Çulhacılık (culhacılık), Şanlıurfa'ya has bir el işi sanatı. Bu sanat, 800 yıldır icra ediliyor. Ancak 2021 yılında Şanlıurfa'ya coğrafi işaret de kazandıran culhacılık günümüzde yok olmak üzere. Geçmişte Şanlıurfa'da bini aşkın çulha tezgahı ve usta bulunurken, 1980'lerde ithal mallarla sayı azalmaya başlıyor. "İdil, nerden aklına geldi şimdi culha? Biliyoruz yerel dokuma yöntemlerini, el işini, doğal kumaşları seviyorsun da şimdi nerden çıktı bu konu" diye içinizden geçirdiğinizi duyar gibiyim... Yazılarımı takip edenler bu coğrafyanın dokuma geleneklerine, el işlerine ve doğal kumaşlarına ne kadar hayran olduğumu bilir. Bunlara bir de kadın istihdamının artırılması eklenirse tam olarak benim desteklediğim 'sürdürülebilir moda' anlayışına uygun bir konu oluyor aslına bakarsanız. Geçtiğimiz hafta bu özel el işi sanatının sürdürülmesi, yeni nesil dokumacıların özellikle de kadın dokumacıların yetiştirilmesi üzerine çok anlamlı bir projeyi keşfetme şansı yakaladım. Günümüz dünyasında böyle özel bir el işinin sürdürülebilir bir şekilde nesillere aktarılabilmesi için dokunan kumaşların satılması gerekiyor. Bunun için de bu klasik sanata moda ve tasarım dokunuşu gerekli... Katıldığım projede dokunan özel kumaşların, tasarımcı gözüyle yeniden hayata karışmasını sağlayan kişi Çiğdem Akın'ı... Onun tasarımıyla kumaşların bambaşka bir ruha büründüğü Şanlıurfa'da düzenlenen çok özel bir defileye katılma şansı yakaladım. Defile sonrasında da Akın ile hem bu proje hem de kendi tasarım dünyası hakkında sohbet ettik.
GÜNÜMÜZE UYARLADI
- Şu an Haliliye Belediyesi Geleneksel El Sanatları Merkezi'ndeyiz. Yün, pamuk ve floş adı verilen ipek ipliğinden dokunan bezlerin bulunduğu, yöresel teknikler ve doğal boyalarla boyanan ipliklerin yer aldığı atölyeyi gezme şansı yakaladım biraz önce... Nasıl oldu, nasıl dahil oldunuz bu proje biraz anlatır mısınız?

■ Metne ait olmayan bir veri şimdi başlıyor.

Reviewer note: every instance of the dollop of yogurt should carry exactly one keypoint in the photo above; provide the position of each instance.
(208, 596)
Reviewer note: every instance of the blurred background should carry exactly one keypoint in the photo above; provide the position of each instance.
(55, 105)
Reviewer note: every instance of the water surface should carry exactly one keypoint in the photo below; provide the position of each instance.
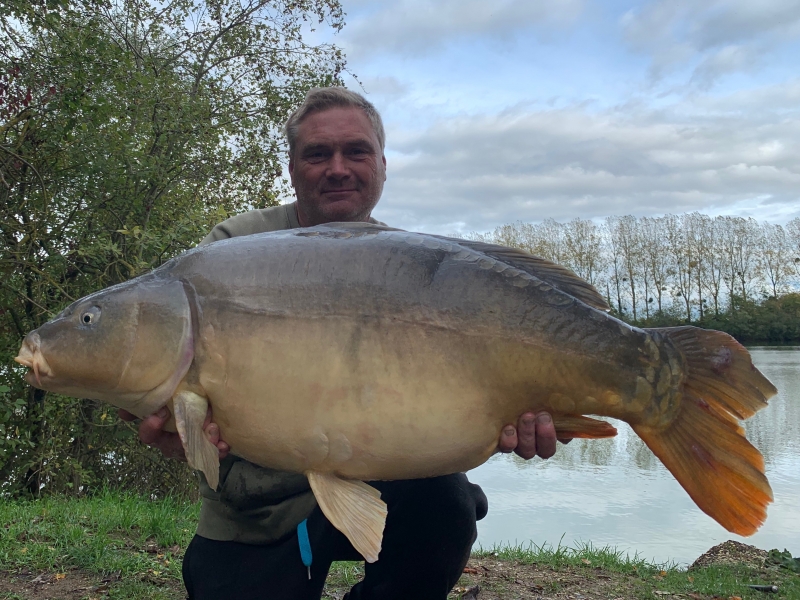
(616, 493)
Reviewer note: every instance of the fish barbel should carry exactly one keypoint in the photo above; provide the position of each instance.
(356, 352)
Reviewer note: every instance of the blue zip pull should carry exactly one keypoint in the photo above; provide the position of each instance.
(305, 544)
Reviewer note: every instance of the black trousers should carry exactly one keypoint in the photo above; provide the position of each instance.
(430, 529)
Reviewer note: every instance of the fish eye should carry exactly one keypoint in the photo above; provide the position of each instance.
(90, 315)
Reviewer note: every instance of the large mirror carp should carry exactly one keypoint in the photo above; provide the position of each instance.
(354, 352)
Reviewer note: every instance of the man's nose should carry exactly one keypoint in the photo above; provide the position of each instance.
(337, 166)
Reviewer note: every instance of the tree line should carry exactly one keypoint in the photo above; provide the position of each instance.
(730, 273)
(128, 128)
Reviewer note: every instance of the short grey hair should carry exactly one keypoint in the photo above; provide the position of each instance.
(320, 99)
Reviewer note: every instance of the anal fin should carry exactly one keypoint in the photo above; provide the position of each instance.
(354, 508)
(578, 426)
(190, 414)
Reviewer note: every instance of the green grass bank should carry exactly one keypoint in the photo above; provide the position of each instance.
(126, 547)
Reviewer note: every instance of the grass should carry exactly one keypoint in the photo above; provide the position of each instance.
(130, 548)
(652, 580)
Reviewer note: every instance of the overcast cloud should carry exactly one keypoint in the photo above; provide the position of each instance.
(418, 26)
(520, 110)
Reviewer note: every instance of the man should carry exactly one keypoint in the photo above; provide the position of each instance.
(251, 531)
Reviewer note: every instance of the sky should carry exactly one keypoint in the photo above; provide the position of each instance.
(523, 110)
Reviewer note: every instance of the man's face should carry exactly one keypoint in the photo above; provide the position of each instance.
(337, 168)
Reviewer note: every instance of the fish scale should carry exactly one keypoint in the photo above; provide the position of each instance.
(355, 352)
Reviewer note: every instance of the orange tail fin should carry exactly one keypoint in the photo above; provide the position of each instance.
(704, 447)
(577, 426)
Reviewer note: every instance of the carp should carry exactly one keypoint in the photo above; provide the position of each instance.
(356, 352)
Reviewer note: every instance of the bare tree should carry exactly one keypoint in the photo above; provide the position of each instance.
(774, 257)
(583, 249)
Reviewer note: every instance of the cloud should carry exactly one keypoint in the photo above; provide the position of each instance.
(474, 173)
(415, 27)
(713, 38)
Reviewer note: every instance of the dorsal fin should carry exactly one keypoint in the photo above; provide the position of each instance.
(559, 277)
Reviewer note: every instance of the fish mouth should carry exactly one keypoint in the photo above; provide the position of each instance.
(30, 355)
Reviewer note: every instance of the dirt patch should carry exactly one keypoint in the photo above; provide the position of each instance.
(498, 580)
(731, 553)
(70, 585)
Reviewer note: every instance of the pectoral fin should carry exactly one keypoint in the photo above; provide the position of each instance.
(578, 426)
(354, 508)
(190, 414)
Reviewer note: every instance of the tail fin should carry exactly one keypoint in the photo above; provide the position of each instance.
(704, 447)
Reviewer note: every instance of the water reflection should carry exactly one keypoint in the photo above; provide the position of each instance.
(615, 492)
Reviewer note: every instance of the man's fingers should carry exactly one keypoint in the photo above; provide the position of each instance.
(527, 434)
(545, 435)
(508, 439)
(212, 431)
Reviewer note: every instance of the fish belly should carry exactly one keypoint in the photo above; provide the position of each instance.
(371, 399)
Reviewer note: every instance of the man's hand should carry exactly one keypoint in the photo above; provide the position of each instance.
(151, 432)
(534, 435)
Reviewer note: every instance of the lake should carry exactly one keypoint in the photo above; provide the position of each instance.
(616, 493)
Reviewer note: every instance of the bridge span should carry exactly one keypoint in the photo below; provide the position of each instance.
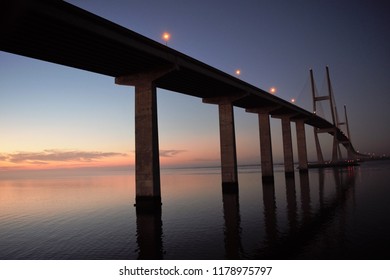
(58, 32)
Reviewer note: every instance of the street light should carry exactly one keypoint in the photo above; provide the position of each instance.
(166, 37)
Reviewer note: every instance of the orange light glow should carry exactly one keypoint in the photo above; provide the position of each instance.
(166, 37)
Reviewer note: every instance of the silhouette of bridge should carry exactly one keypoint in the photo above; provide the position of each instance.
(58, 32)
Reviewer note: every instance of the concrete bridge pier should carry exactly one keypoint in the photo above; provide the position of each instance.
(301, 142)
(267, 165)
(227, 140)
(147, 161)
(287, 145)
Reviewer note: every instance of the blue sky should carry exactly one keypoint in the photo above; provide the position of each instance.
(49, 110)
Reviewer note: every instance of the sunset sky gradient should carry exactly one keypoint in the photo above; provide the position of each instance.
(53, 116)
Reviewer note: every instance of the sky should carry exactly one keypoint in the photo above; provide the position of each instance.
(52, 116)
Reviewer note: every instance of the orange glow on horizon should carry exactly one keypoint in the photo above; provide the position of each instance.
(166, 36)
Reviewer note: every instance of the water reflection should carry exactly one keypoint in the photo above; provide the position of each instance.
(270, 220)
(149, 231)
(232, 228)
(289, 218)
(291, 197)
(305, 196)
(294, 243)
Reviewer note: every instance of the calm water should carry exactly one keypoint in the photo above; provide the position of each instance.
(325, 214)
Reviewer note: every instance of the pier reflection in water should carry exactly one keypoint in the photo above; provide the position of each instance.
(321, 214)
(305, 220)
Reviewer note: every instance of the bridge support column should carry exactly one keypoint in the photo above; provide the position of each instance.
(287, 145)
(301, 142)
(267, 165)
(147, 161)
(227, 139)
(228, 144)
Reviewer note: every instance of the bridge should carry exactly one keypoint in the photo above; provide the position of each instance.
(58, 32)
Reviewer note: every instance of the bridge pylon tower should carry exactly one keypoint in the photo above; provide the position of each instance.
(336, 152)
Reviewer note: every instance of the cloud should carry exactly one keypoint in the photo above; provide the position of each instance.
(3, 157)
(170, 153)
(56, 156)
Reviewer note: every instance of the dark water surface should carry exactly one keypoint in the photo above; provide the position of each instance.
(324, 214)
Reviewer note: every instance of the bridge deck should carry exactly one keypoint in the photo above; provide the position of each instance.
(58, 32)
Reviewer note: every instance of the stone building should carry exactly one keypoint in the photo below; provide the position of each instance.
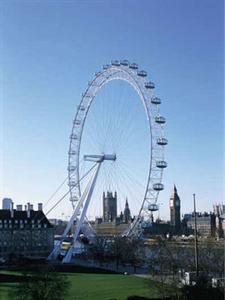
(205, 222)
(109, 207)
(25, 233)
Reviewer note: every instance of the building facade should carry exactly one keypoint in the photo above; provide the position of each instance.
(25, 233)
(175, 209)
(206, 223)
(109, 207)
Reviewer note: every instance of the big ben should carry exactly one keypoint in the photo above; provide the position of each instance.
(175, 209)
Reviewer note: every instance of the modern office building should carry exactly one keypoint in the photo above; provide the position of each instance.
(25, 233)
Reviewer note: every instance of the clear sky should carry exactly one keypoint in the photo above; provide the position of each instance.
(50, 49)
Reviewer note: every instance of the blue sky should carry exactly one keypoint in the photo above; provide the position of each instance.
(50, 49)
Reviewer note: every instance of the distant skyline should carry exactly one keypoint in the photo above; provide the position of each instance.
(50, 49)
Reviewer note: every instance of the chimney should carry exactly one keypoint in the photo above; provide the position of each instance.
(12, 210)
(40, 206)
(28, 209)
(19, 207)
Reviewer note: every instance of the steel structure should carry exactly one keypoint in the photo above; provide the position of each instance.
(129, 72)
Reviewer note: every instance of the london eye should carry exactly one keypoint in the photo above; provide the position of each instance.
(119, 129)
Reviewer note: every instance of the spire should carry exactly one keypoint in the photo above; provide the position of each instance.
(175, 189)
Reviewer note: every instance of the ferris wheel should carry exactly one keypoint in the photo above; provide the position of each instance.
(81, 197)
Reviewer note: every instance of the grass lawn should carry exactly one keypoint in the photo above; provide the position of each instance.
(99, 287)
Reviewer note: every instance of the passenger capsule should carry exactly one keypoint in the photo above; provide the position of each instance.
(162, 141)
(142, 73)
(161, 164)
(74, 136)
(124, 62)
(74, 199)
(76, 122)
(149, 85)
(160, 120)
(155, 100)
(153, 207)
(158, 186)
(115, 63)
(133, 66)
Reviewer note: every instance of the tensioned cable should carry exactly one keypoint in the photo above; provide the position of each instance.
(69, 191)
(56, 191)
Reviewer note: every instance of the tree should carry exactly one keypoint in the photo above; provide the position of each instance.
(43, 284)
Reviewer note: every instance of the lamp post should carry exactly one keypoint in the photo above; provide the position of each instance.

- İlk tanıtıma katıldınız şu an çok keyifli. İlk önce Türk medyasına ve sosyal medyadan içerik üreten arkadaşlarımıza hazırladığımız koleksiyonu göstermek istedik. Gelecek sene çok daha büyük bir defile üzerine şimdiden çalışmaya başladık. Bir kelebek etkisiyle bu kumaşın, bu dokuma kültürünün hayatımızda daha geniş yer almasını istiyoruz hepimiz.
- Ne kadar süre önce bu projeye dahil oldunuz?
- Ben moda tasarımcısı olarak projeye dahil olduğumda kumaşların dokumasının büyük kısmı bitmişti. Bir dönem hayat içinde yer alan bu kumaşları daha modern bir şekilde günümüz hayatına adapte etmem istendi. Altı aydan kısa süre içinde bu kumaşların kendisini göstereceği, hayatlarımızda da yeri olan tasarımlar yaptım. Bugün defilede de bu tasarımları mankenler üzerinde gördünüz.
- Bu projenin bir önemli noktası da kadın istihdamının artırılması hedefi...
- Kapı açmayı kişisel olarak çok seviyorum. Bu projede ana amaçlardan biri kadınların bu değerli el işi sanatıyla bir araya gelmesini sağlamak. Kadınların çalışacağı bir iş dalı olmasını sağlamak. Şu an kadınlar eğitim alıyor. Bu özel kumaşlar dokunuyor. Ve bu dokunan kumaşlar sonunda tasarım ile buluşup birçok noktada satılır hale geldiğinde tüm bu kadınların maddi olarak güçlenmesi de sağlanacak.
YEDİNCİ YÜZYILDAN BERİ HAYATIMIZDA
Türkiye Cumhuriyeti Cumhurbaşkanlığı İletişim Başkanlığı'nın internet sitesine giriyorum bu özel el işini araştırırken. Sitede culha hakkında, "7'nci yüzyılda Evliya Çelebi tarafından yazılan Seyahatname'de, 'Urfa'da pamuk ipliğinden kapı gibi sağlam bez dokunuyor' sözleriyle anlatılıyor çulhacılık sanatı. Dünya mirası tarihi değerleri ile bilinen kadim şehir Şanlıurfa, yüzyıllar önce bu topraklarda doğan geleneksel dokuma sanatı olan çulhacılığın da anavatanı. İnsanlık tarihinin yeniden yazılmasına neden olan Göbeklitepe'yi sınırlarında bulunduran merkez Haliliye ilçesinde, çulhacılık yeniden dirilişe geçti. Teknolojiye yenik düşen birçok geleneksel el sanatı gibi unutulmaya yüz tutan çulhacılık, merkez Haliliye ilçe Belediyesinin kurduğu Geleneksel El Sanatları Merkezi (GESEM) ile adeta küllerinden doğuyor.